Para o diagnóstico, por ter um quadro cognitivo semelhante ao da doença de Parkinson, com disfunção cognitiva executiva e alterações visuoespaciais, devemos identificar qual sintoma veio primeiro. Se o intervalo entre o início dos sintomas motores e a demência for menor que 1 ano, o diagnóstico será Lewy.
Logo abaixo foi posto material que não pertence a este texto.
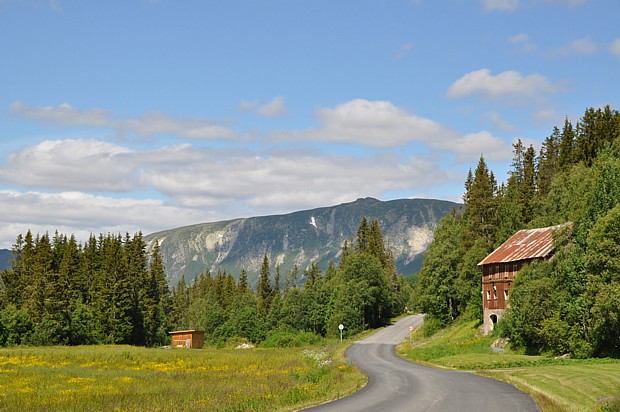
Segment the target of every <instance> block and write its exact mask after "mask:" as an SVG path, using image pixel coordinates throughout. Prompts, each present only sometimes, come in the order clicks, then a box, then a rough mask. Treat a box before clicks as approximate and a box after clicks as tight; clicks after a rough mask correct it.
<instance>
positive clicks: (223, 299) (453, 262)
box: [0, 106, 620, 358]
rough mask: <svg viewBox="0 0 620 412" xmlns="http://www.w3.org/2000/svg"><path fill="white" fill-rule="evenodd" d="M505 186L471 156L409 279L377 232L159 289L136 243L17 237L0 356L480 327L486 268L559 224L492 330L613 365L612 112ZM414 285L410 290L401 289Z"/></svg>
mask: <svg viewBox="0 0 620 412" xmlns="http://www.w3.org/2000/svg"><path fill="white" fill-rule="evenodd" d="M513 148H514V150H513V161H512V165H511V169H510V172H509V175H508V177H507V179H506V181H505V182H502V183H501V184H499V183H498V180H497V178H496V177H495V175H494V173H493V172H492V171H490V170H489V168H488V166H487V164H486V162H485V159H484V157H483V156H481V157H480V160H479V162H478V164H477V166H476V168H475V170H473V171H472V170H471V169H470V171H469V173H468V175H467V176H466V179H465V194H464V196H463V203H464V205H465V207H464V208H462V209H459V210H454V211H453V212H452V213H450V214H449V215H447V216H446V217H444V218H443V219H442V220H441V222H440V223H439V225H438V227H437V229H436V231H435V235H434V241H433V242H432V243H431V245H430V247H429V249H428V250H427V252H426V254H425V257H424V262H423V265H422V269H421V271H420V272H419V274H417V275H416V276H409V277H405V276H403V275H399V274H397V271H396V268H395V265H394V258H393V256H392V254H391V252H390V250H389V249H387V248H386V247H385V245H384V242H383V238H382V234H381V228H380V227H379V223H378V222H377V221H376V220H373V221H372V222H368V221H367V220H366V218H363V219H362V221H361V222H360V225H359V228H358V231H357V235H356V237H355V238H354V239H351V240H350V241H347V242H345V243H344V245H343V246H342V251H341V254H340V260H339V261H338V262H330V264H329V265H328V267H327V268H324V269H322V268H319V267H318V265H317V264H312V265H311V266H310V267H308V268H306V269H303V270H302V269H299V268H297V267H295V268H293V269H292V270H291V271H290V272H287V273H280V268H279V267H278V266H277V265H274V262H272V261H270V259H269V256H268V255H265V256H264V257H263V264H262V268H261V271H260V277H259V281H258V285H257V287H256V289H255V290H253V289H252V288H250V287H249V286H248V281H247V274H246V273H245V272H243V271H242V272H241V273H239V274H232V273H225V272H218V273H210V272H209V271H206V272H205V273H202V274H200V275H199V276H198V277H197V278H196V280H195V281H194V282H192V283H191V284H187V283H186V282H185V280H184V279H181V281H180V282H179V284H178V285H176V286H175V287H174V288H173V289H172V290H169V288H168V285H167V282H166V276H165V270H164V266H163V263H162V260H161V256H160V253H159V249H158V246H157V244H156V245H155V247H154V248H153V250H151V251H150V252H149V253H147V250H146V245H145V242H144V241H143V239H142V235H141V234H140V233H137V234H135V235H134V236H133V237H131V236H130V235H129V234H126V235H125V236H124V237H122V236H121V235H110V234H108V235H105V236H104V235H99V237H95V236H91V237H90V239H89V240H88V241H87V242H86V243H85V244H84V245H81V244H78V243H77V242H76V240H75V238H74V237H73V236H71V237H67V236H66V235H62V234H58V233H56V234H54V236H52V237H50V236H49V235H48V234H44V235H36V236H33V235H32V234H31V233H30V232H27V233H26V234H25V235H19V236H18V237H17V240H16V243H15V245H14V246H13V251H12V252H13V256H14V259H13V261H12V267H11V269H9V270H5V271H3V272H2V273H0V279H1V282H0V345H5V346H14V345H23V344H27V345H80V344H100V343H109V344H120V343H122V344H132V345H143V346H158V345H165V344H166V343H167V342H169V337H168V332H169V331H171V330H175V329H201V330H205V331H206V334H205V339H206V341H207V342H208V343H209V344H211V345H214V346H223V345H227V344H228V343H230V342H231V341H233V342H234V341H238V340H246V341H249V342H252V343H255V344H263V345H272V346H293V345H300V344H303V343H311V342H316V341H317V340H318V339H321V338H322V337H326V336H327V337H335V336H337V334H338V333H339V331H338V325H339V324H343V325H345V330H344V332H345V334H346V335H347V336H350V335H353V334H355V333H357V332H360V331H363V330H365V329H367V328H376V327H380V326H383V325H386V324H387V323H389V321H390V318H392V317H393V316H395V315H398V314H401V313H402V312H403V310H404V308H405V307H407V306H408V307H410V308H412V309H415V310H418V311H420V312H423V313H426V314H427V315H426V318H425V332H426V333H427V334H431V333H434V332H435V331H437V330H439V329H440V328H442V327H444V326H447V325H449V324H451V323H453V322H455V321H457V320H479V321H481V319H482V297H481V271H480V268H479V267H478V266H477V264H478V262H480V261H481V260H482V259H483V258H484V257H485V256H487V255H488V254H489V253H490V252H491V251H492V250H493V249H495V248H496V247H498V246H499V245H500V244H501V243H503V242H504V241H505V240H506V239H507V238H508V237H510V236H511V235H512V234H514V233H515V232H516V231H518V230H520V229H524V228H537V227H547V226H554V225H564V224H566V225H565V228H566V229H565V230H562V231H558V233H556V239H555V243H556V247H555V253H554V256H553V258H552V259H550V260H548V261H539V262H535V263H533V264H531V265H529V266H526V267H525V268H524V269H523V270H521V271H520V272H519V274H518V276H517V278H516V281H515V285H514V288H513V290H512V291H511V295H510V309H509V310H508V311H507V314H506V316H505V317H504V319H503V320H502V321H501V322H500V323H499V324H498V325H497V327H496V330H495V331H494V333H496V334H498V335H501V336H505V337H508V338H510V340H511V344H512V346H513V348H518V349H521V350H522V351H523V352H524V353H528V354H553V355H561V354H566V353H570V354H571V355H572V356H574V357H580V358H585V357H619V356H620V113H619V112H618V111H617V110H613V109H611V108H610V107H609V106H606V107H604V108H597V109H594V108H588V109H587V110H586V111H585V113H584V115H583V116H582V117H581V118H580V120H579V121H577V122H575V124H573V123H572V122H570V121H569V120H568V118H567V119H566V120H565V122H564V125H563V126H562V127H554V128H553V130H552V131H551V133H550V135H549V136H548V137H546V138H545V139H544V141H543V143H542V146H541V148H540V149H538V150H536V149H535V148H534V147H533V146H531V145H530V146H528V147H526V146H525V145H524V144H523V142H521V141H517V142H516V143H515V144H514V145H513ZM413 284H415V285H414V286H412V285H413Z"/></svg>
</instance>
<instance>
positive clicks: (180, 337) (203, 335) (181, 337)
mask: <svg viewBox="0 0 620 412" xmlns="http://www.w3.org/2000/svg"><path fill="white" fill-rule="evenodd" d="M170 335H172V347H173V348H192V349H202V347H203V345H204V343H205V331H204V330H194V329H192V330H177V331H174V332H170Z"/></svg>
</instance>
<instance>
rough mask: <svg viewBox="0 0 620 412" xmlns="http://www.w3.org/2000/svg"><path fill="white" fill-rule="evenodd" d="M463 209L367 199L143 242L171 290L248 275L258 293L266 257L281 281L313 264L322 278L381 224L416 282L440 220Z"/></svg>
mask: <svg viewBox="0 0 620 412" xmlns="http://www.w3.org/2000/svg"><path fill="white" fill-rule="evenodd" d="M461 206H462V205H460V204H458V203H454V202H450V201H446V200H437V199H396V200H389V201H381V200H378V199H375V198H371V197H366V198H359V199H357V200H355V201H353V202H348V203H342V204H340V205H336V206H327V207H319V208H314V209H308V210H301V211H296V212H291V213H287V214H278V215H266V216H256V217H249V218H237V219H230V220H225V221H218V222H207V223H198V224H195V225H187V226H183V227H179V228H173V229H167V230H163V231H160V232H156V233H152V234H149V235H147V236H145V237H144V240H145V242H146V243H147V249H148V250H151V249H152V247H153V245H154V242H155V241H157V242H159V245H160V249H161V254H162V257H163V260H164V264H165V266H166V274H167V276H168V281H169V283H170V284H171V285H176V284H177V283H178V281H179V280H180V279H181V277H182V276H183V277H185V280H186V281H187V282H191V281H192V280H193V278H194V277H195V276H196V275H198V274H199V273H204V272H205V271H206V270H207V269H208V270H210V271H211V272H212V273H214V272H217V271H218V270H223V271H226V272H227V273H232V274H233V275H234V276H235V277H238V275H239V273H240V272H241V270H246V271H247V272H248V279H249V282H250V284H252V285H254V284H255V282H256V279H257V277H258V273H259V270H260V266H261V263H262V259H263V257H264V255H265V254H267V255H269V256H270V260H271V265H272V267H275V266H279V267H280V275H281V279H284V276H285V274H286V273H288V272H289V271H290V270H292V268H293V266H294V265H297V266H298V268H299V271H300V275H301V274H302V273H303V271H304V269H306V268H307V267H308V266H309V265H310V264H311V263H312V262H317V263H318V264H319V267H320V268H321V269H322V270H325V268H326V267H327V264H328V262H329V261H334V263H337V260H338V258H339V256H340V249H341V246H342V244H343V242H344V241H345V240H348V239H351V238H353V237H354V236H355V234H356V231H357V228H358V226H359V223H360V221H361V218H362V217H363V216H365V217H366V218H367V219H368V220H373V219H377V220H378V221H379V225H380V226H381V229H382V233H383V237H384V240H385V242H386V245H387V247H388V248H390V249H391V250H392V251H393V253H394V257H395V260H396V264H397V269H398V270H399V272H401V273H404V274H412V273H415V272H417V270H418V269H419V267H420V265H421V261H422V256H423V252H424V251H425V250H426V247H427V246H428V244H429V243H430V242H431V241H432V238H433V231H434V229H435V227H436V225H437V223H438V222H439V220H440V219H441V218H442V217H443V216H445V215H446V214H447V213H449V212H450V211H452V210H453V209H455V208H460V207H461Z"/></svg>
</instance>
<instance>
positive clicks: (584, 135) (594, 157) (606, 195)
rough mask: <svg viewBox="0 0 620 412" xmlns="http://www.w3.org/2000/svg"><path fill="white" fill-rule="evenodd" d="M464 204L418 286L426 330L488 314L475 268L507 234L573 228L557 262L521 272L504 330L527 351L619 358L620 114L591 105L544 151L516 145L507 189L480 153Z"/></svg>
mask: <svg viewBox="0 0 620 412" xmlns="http://www.w3.org/2000/svg"><path fill="white" fill-rule="evenodd" d="M463 200H464V203H465V206H466V207H465V210H464V212H463V213H457V212H454V213H452V214H450V215H448V216H446V217H445V218H444V219H442V221H441V222H440V226H439V227H438V229H437V230H436V232H435V240H434V242H433V243H432V244H431V246H430V247H429V250H428V252H427V253H426V255H425V258H424V263H423V266H422V270H421V271H420V274H419V279H418V282H417V284H416V289H415V292H416V293H415V300H416V308H417V309H418V310H419V311H421V312H424V313H426V314H427V318H426V325H425V329H426V331H427V334H432V333H433V332H434V331H436V330H439V329H440V328H442V327H444V326H446V325H449V324H451V323H452V322H454V321H455V320H456V319H462V320H480V319H481V318H482V301H481V295H480V290H481V272H480V269H479V268H478V267H477V263H478V262H480V261H481V260H482V259H483V258H484V257H485V256H487V255H488V253H490V252H491V251H492V250H493V249H494V248H496V247H497V246H499V245H500V244H501V243H503V242H504V241H505V240H506V239H507V238H508V237H509V236H511V235H512V234H514V233H515V232H516V231H517V230H520V229H524V228H536V227H545V226H554V225H563V224H567V225H566V226H565V229H564V230H558V231H557V233H556V234H555V235H556V239H555V240H556V245H555V246H556V247H555V255H554V257H553V259H551V260H549V261H544V262H536V263H535V264H532V265H530V266H527V267H526V268H525V269H523V270H521V271H520V272H519V275H518V276H517V278H516V281H515V284H514V288H513V290H512V291H511V296H510V309H509V310H508V311H507V313H506V316H505V318H504V320H503V322H501V323H503V325H499V326H500V328H502V330H503V332H504V336H507V337H509V338H510V339H511V342H512V345H513V346H514V347H516V348H520V349H521V350H522V351H524V352H525V353H527V354H547V353H548V354H553V355H562V354H566V353H570V354H572V356H573V357H579V358H589V357H615V358H617V357H620V299H618V296H620V113H619V112H618V111H616V110H612V109H611V108H610V107H609V106H607V107H605V108H599V109H588V110H586V112H585V113H584V115H583V117H582V118H581V120H580V121H579V122H577V123H576V124H575V125H573V124H571V122H569V121H568V119H567V120H566V122H565V124H564V126H563V128H562V130H560V129H559V128H557V127H556V128H554V130H553V132H552V133H551V135H550V136H549V137H547V138H546V139H545V141H544V142H543V144H542V147H541V149H540V151H538V152H537V151H536V150H535V149H534V148H533V147H532V146H530V147H528V148H526V147H525V146H524V145H523V143H522V142H521V141H518V142H517V143H515V144H514V160H513V164H512V170H511V171H510V173H509V176H508V180H507V182H506V183H505V184H504V183H502V184H501V185H499V186H498V183H497V180H496V179H495V176H494V175H493V172H491V171H489V169H488V168H487V165H486V162H485V160H484V158H483V157H481V158H480V161H479V163H478V165H477V167H476V170H475V172H473V173H472V172H471V171H470V173H469V175H468V176H467V179H466V181H465V195H464V197H463Z"/></svg>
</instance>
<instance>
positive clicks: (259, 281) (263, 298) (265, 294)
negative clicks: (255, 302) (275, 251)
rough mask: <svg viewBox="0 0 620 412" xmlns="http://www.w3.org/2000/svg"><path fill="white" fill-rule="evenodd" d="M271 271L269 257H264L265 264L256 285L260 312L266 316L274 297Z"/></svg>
mask: <svg viewBox="0 0 620 412" xmlns="http://www.w3.org/2000/svg"><path fill="white" fill-rule="evenodd" d="M270 278H271V273H270V270H269V257H268V256H267V254H265V256H264V257H263V264H262V266H261V269H260V275H259V278H258V285H257V286H256V297H257V299H258V313H259V315H261V316H263V317H265V316H267V314H268V313H269V307H270V306H271V301H272V299H273V289H272V288H271V281H270Z"/></svg>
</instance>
Seu tratamento é feito com uso de antipsicóticos, mas caso haja sintomas extrapiramidais, devemos usá-los em doses baixas, devido à possibilidade de piora dos sintomas motores nesses pacientes. 

Demências reversíveis

É mais que obrigatório descartarmos causas reversíveis antes de fecharmos o diagnóstico de uma demência, mesmo que sejam a minoria dos casos. As principais causas de demências reversíveis seguem o seguinte mnemônico: MINHATDB (lembre-se como “tudo de bom se a minha demência fosse reversível”).

  • M: medicamentos
  • I: insuficiência renal e insuficiência hepática
  • N: neurosífilis e neoplasias
  • H: hematoma subdural crônico e hidrocefalia de pressão normal
  • A: anemia
  • T: tireoide e distúrbios de cálcio
  • D: depressão
  • B: B1, B12 e ácido fólico

No caso da deficiência de B12, sua principal causa é a redução de sua absorção pelo trato gastrointestinal, que leva a um quadro de alteração cognitiva, neuropatia periférica e até mesmo degeneração combinada subaguda da medula, em que há um comprometimento da via piramidal e da coluna dorsal. Na deficiência, seus baixos valores séricos podem ser úteis na realização de outros exames, como a dosagem de homocisteína e ácido metilmalônico, que estão elevados. Seu tratamento é feito com reposição vitamínica.

Já na hidrocefalia de pressão normal, muito cobrada em provas, seu quadro clínico clássico é definido pela tríade de Hakim-Adams: demência, alterações de marcha e incontinência urinária; e seu tratamento é essencialmente cirúrgico, com a colocação de um implante de uma derivação ventrículo peritoneal, mas a princípio, é realizado um procedimento chamado top test, que visa a diminuição da quantidade de liquor no sistema ventricular, promovendo a melhora dos sintomas do paciente. 

Doença de Creutzfeldt-jakob

É a principal causa de demência rapidamente progressiva, aquelas que o comprometimento funcional ocorre em até 1 – 2 anos após o início dos primeiros sintomas cognitivos. É considerada uma doença priônica, em que ocorre um acúmulo de príons (fragmentos de proteínas de conformação tridimensional anormal sem material genético) nos neurônios. Podem ser esporádicas, de transmissão genética ou infecciosas.

Suas principais manifestações neurológicas incluem: demência rapidamente progressiva, ataxia cerebelar, mioclônica reflexa, alterações de comportamento e sinais piramidais. Seu padrão clássico ao EEG do paciente é a atividade periódica de ondas agudas bi ou trifásicas, e ao exame de ressonância magnética de crânio com difusão, vemos um hipersinal no córtex superior, tálamos e núcleos da base. Além disso, o liquor pode revelar a presença da proteína. 

A avaliação anátomo-patológica macroscópica do cérebro dos pacientes com DCJ revela órgãos com atrofia compatível com a idade. À microscopia, esses espécimes apresentam vacúolos, perda de neurônios, gliose astrocitária e acúmulo de proteína anormal. Por esse motivo, a doença de Creutzfeldt-Jakob é chamada de encefalopatia espongiforme, a “doença da vaca louca”. 

Ainda não há nenhum tratamento específico recomendado para a DCJ, e seu  prognóstico é ruim, com sobrevida média de seis meses, levando à maioria dos óbitos no primeiro ano do início dos sintomas.